Kudu replication configuration reference

Use the following parameters to configure the job, reader, and writer settings for Kudu replication.

Job Parameters

The following table describes the parameters that control the overall replication behavior:

Parameter Required Default Description
job.sourceMasterAddresses Yes N/A The comma-separated list of source Kudu master addresses, such as host1:7051,host2:7051.
job.sinkMasterAddresses Yes N/A The comma-separated list of sink Kudu master addresses.
job.tableName Yes N/A The name of the source Kudu table to replicate.
job.checkpointsDirectory Yes N/A The filesystem path where Flink stores checkpoint data, such as an HDFS path.
job.discoveryIntervalSeconds No 600 The frequency in seconds that the job polls for new changes by using a diff scan.
job.checkpointingIntervalMillis No 60000 The interval in milliseconds at which Flink takes checkpoints. This value must be strictly less than the result of job.discoveryIntervalSeconds * 1000.
job.createTable No false If set to true, the job automatically creates the sink table if it does not exist.
job.tableSuffix No "" The suffix appended to the sink table name.
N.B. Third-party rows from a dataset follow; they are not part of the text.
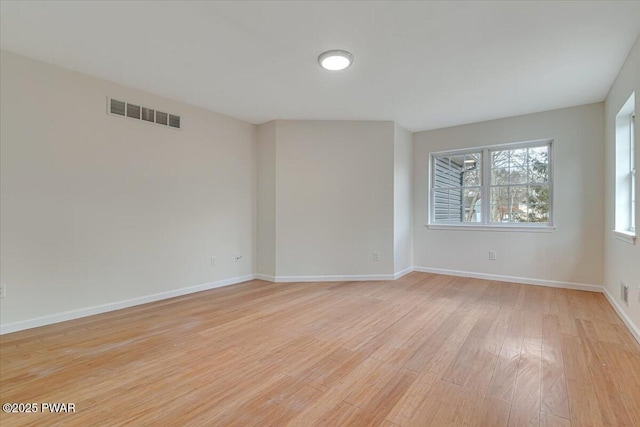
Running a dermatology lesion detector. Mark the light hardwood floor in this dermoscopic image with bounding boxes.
[0,273,640,427]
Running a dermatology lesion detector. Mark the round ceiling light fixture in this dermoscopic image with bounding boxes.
[318,49,353,71]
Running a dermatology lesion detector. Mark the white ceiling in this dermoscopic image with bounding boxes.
[0,1,640,131]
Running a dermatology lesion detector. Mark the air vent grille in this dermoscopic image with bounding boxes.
[110,99,127,116]
[107,98,181,129]
[127,104,140,119]
[142,107,155,122]
[156,111,169,126]
[169,114,180,129]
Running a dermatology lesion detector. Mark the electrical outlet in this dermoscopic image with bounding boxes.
[620,282,629,307]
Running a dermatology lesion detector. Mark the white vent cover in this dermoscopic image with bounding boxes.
[107,98,181,129]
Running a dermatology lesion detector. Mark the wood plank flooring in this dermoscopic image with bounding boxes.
[0,272,640,427]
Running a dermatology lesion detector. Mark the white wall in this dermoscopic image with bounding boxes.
[256,121,276,277]
[413,103,604,285]
[0,51,257,326]
[258,120,394,280]
[604,39,640,333]
[276,120,394,276]
[393,124,413,274]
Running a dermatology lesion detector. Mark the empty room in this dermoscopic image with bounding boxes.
[0,0,640,427]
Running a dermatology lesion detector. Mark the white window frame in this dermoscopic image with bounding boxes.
[613,92,637,245]
[426,139,555,232]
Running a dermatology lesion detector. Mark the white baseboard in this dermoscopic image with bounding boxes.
[256,273,396,283]
[413,267,603,292]
[0,267,640,343]
[603,287,640,344]
[393,267,415,280]
[0,274,256,335]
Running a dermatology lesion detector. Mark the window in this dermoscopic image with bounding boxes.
[614,93,636,243]
[430,140,552,228]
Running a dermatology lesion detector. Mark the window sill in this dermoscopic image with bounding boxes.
[425,224,556,233]
[612,230,636,245]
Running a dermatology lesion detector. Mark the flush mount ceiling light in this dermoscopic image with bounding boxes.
[318,49,353,71]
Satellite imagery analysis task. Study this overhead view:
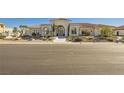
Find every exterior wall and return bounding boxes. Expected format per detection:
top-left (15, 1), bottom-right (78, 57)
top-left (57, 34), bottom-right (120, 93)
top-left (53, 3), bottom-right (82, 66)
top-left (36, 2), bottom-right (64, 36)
top-left (94, 30), bottom-right (101, 36)
top-left (114, 30), bottom-right (124, 36)
top-left (69, 24), bottom-right (80, 36)
top-left (4, 28), bottom-right (13, 36)
top-left (0, 24), bottom-right (5, 33)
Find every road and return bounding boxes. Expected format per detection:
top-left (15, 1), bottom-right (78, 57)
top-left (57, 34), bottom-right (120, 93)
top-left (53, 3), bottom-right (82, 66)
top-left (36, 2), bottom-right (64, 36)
top-left (0, 43), bottom-right (124, 75)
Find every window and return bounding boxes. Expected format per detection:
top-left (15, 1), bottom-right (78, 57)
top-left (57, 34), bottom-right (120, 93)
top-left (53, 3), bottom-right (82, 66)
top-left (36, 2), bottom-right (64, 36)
top-left (71, 28), bottom-right (77, 34)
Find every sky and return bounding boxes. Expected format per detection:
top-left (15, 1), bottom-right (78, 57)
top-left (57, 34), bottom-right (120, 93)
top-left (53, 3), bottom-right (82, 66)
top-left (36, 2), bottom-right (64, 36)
top-left (0, 18), bottom-right (124, 27)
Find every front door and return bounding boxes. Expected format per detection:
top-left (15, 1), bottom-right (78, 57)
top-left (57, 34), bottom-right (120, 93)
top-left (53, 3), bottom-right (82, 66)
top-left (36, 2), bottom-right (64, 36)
top-left (56, 26), bottom-right (65, 37)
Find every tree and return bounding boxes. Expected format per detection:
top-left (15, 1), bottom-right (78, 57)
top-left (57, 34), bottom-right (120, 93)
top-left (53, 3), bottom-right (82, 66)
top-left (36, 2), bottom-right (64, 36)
top-left (101, 27), bottom-right (113, 37)
top-left (13, 27), bottom-right (18, 37)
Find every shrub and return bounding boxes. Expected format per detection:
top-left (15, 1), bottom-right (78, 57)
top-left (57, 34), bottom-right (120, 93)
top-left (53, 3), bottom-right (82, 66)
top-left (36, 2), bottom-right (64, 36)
top-left (106, 37), bottom-right (116, 42)
top-left (72, 37), bottom-right (82, 42)
top-left (0, 33), bottom-right (6, 39)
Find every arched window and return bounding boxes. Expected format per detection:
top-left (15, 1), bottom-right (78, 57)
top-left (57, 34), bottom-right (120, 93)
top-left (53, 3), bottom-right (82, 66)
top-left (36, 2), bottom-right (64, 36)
top-left (71, 28), bottom-right (77, 34)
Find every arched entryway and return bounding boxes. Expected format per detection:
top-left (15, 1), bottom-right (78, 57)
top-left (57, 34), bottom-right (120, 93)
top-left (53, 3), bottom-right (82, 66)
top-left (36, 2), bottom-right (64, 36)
top-left (56, 25), bottom-right (65, 37)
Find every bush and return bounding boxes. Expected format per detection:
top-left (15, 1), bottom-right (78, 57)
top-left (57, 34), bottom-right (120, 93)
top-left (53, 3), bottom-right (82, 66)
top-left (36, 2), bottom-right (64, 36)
top-left (67, 36), bottom-right (82, 42)
top-left (72, 37), bottom-right (82, 42)
top-left (106, 37), bottom-right (116, 42)
top-left (0, 33), bottom-right (6, 39)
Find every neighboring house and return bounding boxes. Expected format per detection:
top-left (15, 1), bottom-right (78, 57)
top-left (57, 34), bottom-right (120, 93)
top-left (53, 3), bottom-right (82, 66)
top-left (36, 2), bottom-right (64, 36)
top-left (23, 18), bottom-right (107, 37)
top-left (0, 18), bottom-right (124, 37)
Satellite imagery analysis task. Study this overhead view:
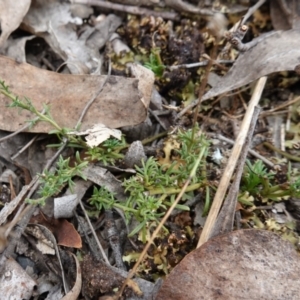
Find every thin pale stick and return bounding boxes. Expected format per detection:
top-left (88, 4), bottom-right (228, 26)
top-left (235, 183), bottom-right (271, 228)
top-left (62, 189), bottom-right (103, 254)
top-left (197, 77), bottom-right (267, 247)
top-left (117, 147), bottom-right (206, 299)
top-left (210, 106), bottom-right (260, 238)
top-left (71, 0), bottom-right (178, 20)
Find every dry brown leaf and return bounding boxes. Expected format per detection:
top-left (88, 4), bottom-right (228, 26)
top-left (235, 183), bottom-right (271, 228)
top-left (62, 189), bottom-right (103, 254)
top-left (156, 229), bottom-right (300, 300)
top-left (203, 29), bottom-right (300, 100)
top-left (0, 56), bottom-right (154, 133)
top-left (51, 219), bottom-right (82, 248)
top-left (0, 0), bottom-right (31, 48)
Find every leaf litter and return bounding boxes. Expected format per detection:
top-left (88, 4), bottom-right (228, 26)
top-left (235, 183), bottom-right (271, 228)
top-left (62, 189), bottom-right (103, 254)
top-left (0, 0), bottom-right (300, 299)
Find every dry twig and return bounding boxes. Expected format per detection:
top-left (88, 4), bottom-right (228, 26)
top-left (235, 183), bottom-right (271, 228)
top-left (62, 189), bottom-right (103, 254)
top-left (197, 77), bottom-right (267, 247)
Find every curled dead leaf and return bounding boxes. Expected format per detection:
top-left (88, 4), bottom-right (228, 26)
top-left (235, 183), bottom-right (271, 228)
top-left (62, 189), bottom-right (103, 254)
top-left (0, 56), bottom-right (154, 133)
top-left (155, 229), bottom-right (300, 300)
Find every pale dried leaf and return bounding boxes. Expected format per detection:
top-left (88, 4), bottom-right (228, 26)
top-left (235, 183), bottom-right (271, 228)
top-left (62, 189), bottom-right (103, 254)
top-left (203, 29), bottom-right (300, 100)
top-left (0, 0), bottom-right (31, 48)
top-left (54, 194), bottom-right (79, 219)
top-left (0, 257), bottom-right (36, 300)
top-left (70, 124), bottom-right (122, 148)
top-left (156, 229), bottom-right (300, 300)
top-left (0, 56), bottom-right (154, 133)
top-left (0, 35), bottom-right (35, 63)
top-left (22, 0), bottom-right (101, 74)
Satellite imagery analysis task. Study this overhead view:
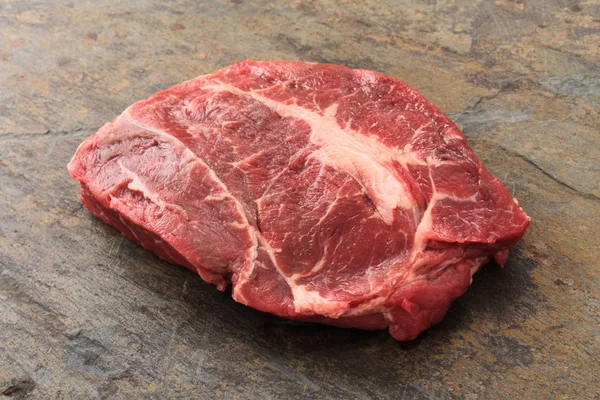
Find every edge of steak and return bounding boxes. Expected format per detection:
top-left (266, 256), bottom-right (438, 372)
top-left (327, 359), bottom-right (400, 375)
top-left (68, 60), bottom-right (530, 340)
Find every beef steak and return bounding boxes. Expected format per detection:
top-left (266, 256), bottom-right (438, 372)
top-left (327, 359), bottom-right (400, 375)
top-left (69, 60), bottom-right (529, 340)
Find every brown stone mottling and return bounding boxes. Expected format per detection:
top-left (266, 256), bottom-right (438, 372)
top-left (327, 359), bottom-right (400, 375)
top-left (0, 0), bottom-right (600, 399)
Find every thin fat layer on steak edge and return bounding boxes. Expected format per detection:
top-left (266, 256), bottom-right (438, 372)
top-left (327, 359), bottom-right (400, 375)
top-left (69, 60), bottom-right (524, 339)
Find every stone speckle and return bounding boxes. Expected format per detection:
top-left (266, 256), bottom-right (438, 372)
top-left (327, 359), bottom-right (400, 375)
top-left (0, 0), bottom-right (600, 400)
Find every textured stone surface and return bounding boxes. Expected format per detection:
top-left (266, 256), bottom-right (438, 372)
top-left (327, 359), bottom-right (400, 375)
top-left (0, 0), bottom-right (600, 399)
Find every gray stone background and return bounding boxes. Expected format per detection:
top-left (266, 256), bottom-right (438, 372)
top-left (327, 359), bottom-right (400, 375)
top-left (0, 0), bottom-right (600, 399)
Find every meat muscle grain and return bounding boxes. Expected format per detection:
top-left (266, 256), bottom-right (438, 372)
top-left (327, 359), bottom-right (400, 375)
top-left (69, 61), bottom-right (529, 340)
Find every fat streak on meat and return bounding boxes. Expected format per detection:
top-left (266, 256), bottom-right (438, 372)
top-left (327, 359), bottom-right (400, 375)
top-left (69, 60), bottom-right (529, 340)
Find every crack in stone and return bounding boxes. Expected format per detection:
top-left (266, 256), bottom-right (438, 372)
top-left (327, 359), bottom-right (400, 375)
top-left (469, 138), bottom-right (600, 200)
top-left (0, 128), bottom-right (99, 142)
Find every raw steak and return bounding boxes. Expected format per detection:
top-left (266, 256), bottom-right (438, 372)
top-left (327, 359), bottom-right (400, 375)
top-left (69, 61), bottom-right (529, 340)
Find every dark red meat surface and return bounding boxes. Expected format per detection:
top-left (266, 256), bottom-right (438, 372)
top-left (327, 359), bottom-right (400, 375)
top-left (69, 61), bottom-right (529, 340)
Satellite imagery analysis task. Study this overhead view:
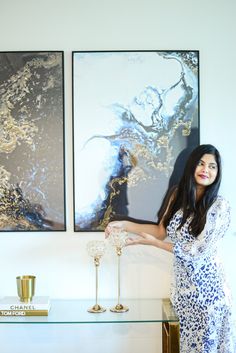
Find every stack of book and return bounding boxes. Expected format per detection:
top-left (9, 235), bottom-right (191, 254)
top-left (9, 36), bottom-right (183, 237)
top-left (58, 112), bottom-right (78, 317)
top-left (0, 297), bottom-right (50, 316)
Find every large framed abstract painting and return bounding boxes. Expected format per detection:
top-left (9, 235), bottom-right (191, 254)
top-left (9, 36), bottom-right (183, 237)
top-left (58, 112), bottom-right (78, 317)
top-left (72, 50), bottom-right (199, 231)
top-left (0, 51), bottom-right (66, 231)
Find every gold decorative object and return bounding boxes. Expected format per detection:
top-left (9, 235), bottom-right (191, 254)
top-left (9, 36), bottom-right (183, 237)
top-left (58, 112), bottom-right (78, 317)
top-left (87, 240), bottom-right (106, 313)
top-left (16, 275), bottom-right (36, 303)
top-left (109, 227), bottom-right (129, 313)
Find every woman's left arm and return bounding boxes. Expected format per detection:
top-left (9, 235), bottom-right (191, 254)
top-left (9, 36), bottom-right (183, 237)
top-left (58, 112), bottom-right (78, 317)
top-left (126, 233), bottom-right (174, 252)
top-left (173, 197), bottom-right (230, 261)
This is useful for testing replication to a table with a different name on the same cluster.
job.restoreOwner No false If set to true and job.createTable=true, the job copies the table owner from the source to the sink table.

Reader Parameters

The following table describes the parameters that control how the job reads data from the source Kudu cluster:

Parameter Required Default Description
reader.batchSizeBytes No 20971520 The maximum number of bytes fetched in a single scan batch (default is 20 MiB).
reader.splitSizeBytes No Kudu default The target size in bytes for each scan split when parallelizing input.
reader.scanRequestTimeout No 30000 ms The timeout in milliseconds for individual scan RPCs.
reader.prefetching No false Whether to enable prefetching of data blocks from the scanner.
reader.keepAlivePeriodMs No 15000 ms The period in milliseconds after which an idle scanner sends a keep-alive message to the server.
reader.replicaSelection No CLOSEST_REPLICA The replica selection strategy.

Valid values :

CLOSEST_REPLICA or LEADER_ONLY.

Writer Parameters

The following table describes the parameters that control how the job writes data to the sink Kudu cluster:

Parameter Required Default Description
writer.flushMode No AUTO_FLUSH_BACKGROUND The Kudu session flush mode.

Valid values :

AUTO_FLUSH_BACKGROUND, AUTO_FLUSH_SYNC, or MANUAL_FLUSH.
writer.operationTimeout No 30000 ms The timeout in milliseconds for individual write operations.
writer.maxBufferSize No 1000 The maximum number of operations buffered in the Kudu write session.
writer.flushInterval No 1000 ms The interval in milliseconds at which the job automatically flushes buffered operations.